Et c’est là que je suis un peu bouleversé. Dans ce cas-ci, sans aucune plainte, non seulement le comité de discipline des médecins va juger l’affaire Mailloux, mais ils ont été jusqu’à le radier immédiatement en attendant d’étudier le cas. Dans d’autres histoire, nous entendons régulièrement des institutions tel Santé Canada nous dire qu’ils ne peuvent rien faire tant qu’il n’y a pas de plainte. Deux poids, deux mesures.
Quand c’est politiquement dérangeant, on procède. Si ce n’est que la sécurité des citoyens qui est en jeu, on s’en lave les mains et il faut attendre des plaintes en bonne et dû forme. Est-ce une façon d’utiliser les institutions en place à son avantage personnel?

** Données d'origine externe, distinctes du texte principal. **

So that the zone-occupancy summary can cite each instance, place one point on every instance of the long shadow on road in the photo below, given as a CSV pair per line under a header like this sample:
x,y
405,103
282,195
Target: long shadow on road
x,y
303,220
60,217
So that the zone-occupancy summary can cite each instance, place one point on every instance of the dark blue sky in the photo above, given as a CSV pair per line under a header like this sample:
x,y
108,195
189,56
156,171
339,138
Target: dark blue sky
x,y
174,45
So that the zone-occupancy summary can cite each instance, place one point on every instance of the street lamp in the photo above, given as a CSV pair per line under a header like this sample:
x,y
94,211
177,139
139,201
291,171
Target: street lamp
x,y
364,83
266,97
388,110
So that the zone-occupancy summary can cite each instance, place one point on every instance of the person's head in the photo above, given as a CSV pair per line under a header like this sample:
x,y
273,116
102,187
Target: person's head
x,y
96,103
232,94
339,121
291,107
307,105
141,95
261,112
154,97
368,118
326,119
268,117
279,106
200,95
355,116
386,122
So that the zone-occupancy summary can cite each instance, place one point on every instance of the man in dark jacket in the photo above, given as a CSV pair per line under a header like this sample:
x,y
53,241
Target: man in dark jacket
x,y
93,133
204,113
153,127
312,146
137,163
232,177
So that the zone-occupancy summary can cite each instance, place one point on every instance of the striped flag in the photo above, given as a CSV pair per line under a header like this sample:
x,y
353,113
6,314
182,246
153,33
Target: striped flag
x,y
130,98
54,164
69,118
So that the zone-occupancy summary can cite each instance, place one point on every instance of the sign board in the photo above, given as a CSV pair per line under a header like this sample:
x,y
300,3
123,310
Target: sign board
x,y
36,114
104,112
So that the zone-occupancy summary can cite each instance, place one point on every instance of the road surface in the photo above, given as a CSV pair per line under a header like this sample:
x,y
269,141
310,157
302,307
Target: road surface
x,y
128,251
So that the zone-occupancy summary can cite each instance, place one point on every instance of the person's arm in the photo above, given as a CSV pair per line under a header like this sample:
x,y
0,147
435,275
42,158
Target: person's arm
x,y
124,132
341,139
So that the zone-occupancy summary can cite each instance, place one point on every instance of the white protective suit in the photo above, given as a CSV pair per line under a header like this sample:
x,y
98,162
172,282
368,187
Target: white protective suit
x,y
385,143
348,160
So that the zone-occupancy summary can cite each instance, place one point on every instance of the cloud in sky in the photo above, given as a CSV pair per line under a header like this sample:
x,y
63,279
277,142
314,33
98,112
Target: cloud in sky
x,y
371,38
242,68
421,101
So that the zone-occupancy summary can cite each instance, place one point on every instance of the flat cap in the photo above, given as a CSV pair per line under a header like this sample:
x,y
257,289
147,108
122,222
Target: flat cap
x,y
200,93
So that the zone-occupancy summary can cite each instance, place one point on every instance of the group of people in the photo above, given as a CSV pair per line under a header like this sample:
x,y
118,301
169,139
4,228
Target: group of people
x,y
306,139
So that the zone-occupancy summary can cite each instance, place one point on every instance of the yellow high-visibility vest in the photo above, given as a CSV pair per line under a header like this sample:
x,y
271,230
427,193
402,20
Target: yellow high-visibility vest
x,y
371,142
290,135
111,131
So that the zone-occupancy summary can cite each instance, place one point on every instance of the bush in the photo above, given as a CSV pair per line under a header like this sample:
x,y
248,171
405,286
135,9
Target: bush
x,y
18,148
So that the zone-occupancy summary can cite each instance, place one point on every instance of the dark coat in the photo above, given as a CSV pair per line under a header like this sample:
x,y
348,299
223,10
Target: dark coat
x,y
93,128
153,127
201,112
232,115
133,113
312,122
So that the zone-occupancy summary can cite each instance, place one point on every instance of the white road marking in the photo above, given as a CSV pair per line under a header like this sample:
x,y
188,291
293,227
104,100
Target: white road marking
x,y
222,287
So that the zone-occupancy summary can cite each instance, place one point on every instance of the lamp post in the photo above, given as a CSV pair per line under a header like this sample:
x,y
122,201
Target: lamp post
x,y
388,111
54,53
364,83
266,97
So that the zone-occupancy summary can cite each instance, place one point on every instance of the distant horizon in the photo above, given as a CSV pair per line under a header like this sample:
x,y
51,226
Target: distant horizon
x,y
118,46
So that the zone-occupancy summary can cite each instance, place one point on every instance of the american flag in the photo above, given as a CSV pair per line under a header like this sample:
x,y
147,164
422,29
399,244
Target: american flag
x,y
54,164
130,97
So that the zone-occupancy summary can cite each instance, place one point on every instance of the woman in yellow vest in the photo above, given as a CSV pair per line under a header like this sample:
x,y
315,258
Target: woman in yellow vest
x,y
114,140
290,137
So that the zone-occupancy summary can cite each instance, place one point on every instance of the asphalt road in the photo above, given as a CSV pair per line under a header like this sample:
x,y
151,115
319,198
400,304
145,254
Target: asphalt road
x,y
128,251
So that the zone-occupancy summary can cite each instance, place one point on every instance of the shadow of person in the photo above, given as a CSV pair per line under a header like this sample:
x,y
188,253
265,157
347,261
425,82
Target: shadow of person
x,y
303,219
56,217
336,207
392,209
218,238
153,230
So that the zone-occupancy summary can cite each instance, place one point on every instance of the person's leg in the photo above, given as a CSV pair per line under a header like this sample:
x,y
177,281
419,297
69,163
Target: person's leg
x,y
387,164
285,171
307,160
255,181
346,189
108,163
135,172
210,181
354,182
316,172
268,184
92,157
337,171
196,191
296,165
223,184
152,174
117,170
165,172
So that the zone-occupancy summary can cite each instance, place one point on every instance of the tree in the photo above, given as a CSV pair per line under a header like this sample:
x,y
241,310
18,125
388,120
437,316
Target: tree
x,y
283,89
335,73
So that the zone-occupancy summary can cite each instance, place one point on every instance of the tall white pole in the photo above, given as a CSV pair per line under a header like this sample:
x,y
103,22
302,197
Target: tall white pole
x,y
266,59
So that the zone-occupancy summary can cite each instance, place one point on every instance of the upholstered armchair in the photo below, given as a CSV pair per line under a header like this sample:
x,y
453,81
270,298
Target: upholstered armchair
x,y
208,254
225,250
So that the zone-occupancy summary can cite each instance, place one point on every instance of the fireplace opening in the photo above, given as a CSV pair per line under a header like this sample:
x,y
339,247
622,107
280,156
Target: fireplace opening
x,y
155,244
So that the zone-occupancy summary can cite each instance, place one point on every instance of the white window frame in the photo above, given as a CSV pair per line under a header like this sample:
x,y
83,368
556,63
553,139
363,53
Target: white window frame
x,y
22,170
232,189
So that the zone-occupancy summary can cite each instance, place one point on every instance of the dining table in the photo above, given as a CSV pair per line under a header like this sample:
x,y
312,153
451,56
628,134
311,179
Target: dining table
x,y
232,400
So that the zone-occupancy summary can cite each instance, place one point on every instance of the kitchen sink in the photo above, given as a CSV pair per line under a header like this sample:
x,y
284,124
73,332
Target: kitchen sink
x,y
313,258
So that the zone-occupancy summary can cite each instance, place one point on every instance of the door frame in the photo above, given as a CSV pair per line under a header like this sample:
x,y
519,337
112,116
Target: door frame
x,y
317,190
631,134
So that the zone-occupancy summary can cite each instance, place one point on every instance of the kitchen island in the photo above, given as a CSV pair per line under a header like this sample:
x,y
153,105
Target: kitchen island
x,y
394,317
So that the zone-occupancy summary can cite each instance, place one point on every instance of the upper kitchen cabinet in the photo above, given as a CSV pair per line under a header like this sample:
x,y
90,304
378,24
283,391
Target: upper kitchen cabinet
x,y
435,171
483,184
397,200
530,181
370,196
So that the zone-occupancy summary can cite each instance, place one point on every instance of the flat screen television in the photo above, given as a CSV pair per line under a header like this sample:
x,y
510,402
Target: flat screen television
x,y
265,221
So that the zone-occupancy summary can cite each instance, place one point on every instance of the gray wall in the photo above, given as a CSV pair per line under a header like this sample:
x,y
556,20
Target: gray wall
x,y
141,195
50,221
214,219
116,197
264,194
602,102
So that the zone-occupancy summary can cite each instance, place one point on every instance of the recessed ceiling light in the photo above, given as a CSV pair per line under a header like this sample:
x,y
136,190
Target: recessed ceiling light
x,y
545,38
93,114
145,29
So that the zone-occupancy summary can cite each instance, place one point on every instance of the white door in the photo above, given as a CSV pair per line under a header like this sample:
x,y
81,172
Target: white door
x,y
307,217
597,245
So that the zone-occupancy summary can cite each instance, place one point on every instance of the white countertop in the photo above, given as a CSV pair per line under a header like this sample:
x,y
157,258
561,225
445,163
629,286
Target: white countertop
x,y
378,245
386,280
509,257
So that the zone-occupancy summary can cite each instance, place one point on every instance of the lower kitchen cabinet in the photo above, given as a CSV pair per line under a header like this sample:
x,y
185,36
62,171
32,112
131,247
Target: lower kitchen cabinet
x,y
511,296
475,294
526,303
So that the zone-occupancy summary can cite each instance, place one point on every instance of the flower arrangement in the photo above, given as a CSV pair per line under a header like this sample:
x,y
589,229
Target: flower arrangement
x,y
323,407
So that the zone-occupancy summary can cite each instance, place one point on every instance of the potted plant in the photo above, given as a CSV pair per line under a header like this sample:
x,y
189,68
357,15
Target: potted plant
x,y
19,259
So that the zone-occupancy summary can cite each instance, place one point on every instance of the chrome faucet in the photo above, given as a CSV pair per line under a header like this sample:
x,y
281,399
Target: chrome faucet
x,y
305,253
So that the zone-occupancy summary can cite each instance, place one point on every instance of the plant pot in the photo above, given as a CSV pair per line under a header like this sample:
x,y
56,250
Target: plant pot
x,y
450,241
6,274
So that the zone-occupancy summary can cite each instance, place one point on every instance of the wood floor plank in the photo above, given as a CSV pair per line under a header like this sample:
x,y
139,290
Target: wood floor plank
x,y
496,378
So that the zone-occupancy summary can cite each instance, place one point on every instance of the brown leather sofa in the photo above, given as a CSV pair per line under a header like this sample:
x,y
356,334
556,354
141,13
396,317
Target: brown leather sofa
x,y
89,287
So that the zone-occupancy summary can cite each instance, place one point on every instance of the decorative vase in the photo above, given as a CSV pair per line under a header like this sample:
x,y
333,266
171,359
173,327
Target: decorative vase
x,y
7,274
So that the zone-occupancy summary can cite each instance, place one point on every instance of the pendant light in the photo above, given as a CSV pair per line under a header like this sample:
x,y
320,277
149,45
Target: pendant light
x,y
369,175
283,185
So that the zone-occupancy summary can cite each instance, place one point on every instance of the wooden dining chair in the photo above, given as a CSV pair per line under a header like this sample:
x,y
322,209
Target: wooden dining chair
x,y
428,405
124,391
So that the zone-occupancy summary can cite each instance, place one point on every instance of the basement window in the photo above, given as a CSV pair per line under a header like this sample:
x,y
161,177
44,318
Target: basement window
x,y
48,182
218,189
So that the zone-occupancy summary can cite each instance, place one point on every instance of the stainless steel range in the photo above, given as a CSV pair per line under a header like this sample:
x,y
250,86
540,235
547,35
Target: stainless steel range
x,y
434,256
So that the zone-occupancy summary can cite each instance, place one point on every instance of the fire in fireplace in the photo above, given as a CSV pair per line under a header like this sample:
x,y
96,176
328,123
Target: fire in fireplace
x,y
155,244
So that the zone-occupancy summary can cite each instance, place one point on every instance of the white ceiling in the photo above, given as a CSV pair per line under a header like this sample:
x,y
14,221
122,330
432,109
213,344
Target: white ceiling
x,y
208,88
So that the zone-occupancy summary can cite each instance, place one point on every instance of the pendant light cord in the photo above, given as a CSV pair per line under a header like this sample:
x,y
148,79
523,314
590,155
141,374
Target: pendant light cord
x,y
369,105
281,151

Archivé sous: La Presse, Ville de Montréal, conflit d'intérêt, démocratie, politique | Taggé: Doc Mailloux, La Presse, Yves Boisvert





Raymond Viger
Vous vous prétendez journaliste; j’apprécierais, par conséquent, vous voir faire preuve d’intellingence et de tenter de comprendre avant de juger émotivement ou de faire prévaloir vos quelconques valeurs sociales dans vos texte, et ce, pour le bienfait de la collectivité. Je fais allusion à vos commentaires faux et irrespectueux à l’endroit de M. Pierre Mailloux. Vous vous devez de connaître votre sujet avant de cracher des phrases insensées et endoctrineuses. Prière d’évaluer votre professionnalisme.
Au plaisir
M. Léger,
Je suis très ouvert à la critique et aux commentaires. J’aimerais bien pour cela que vous soyez plus précis et me dire qu’elles sont ces phrases que vous trouvez si insensées et endoctrineuses. Cela me permettra de pouvoir amorcer une réflexion avec vous.
Au plaisir de vous entendre et de mieux vous comprendre.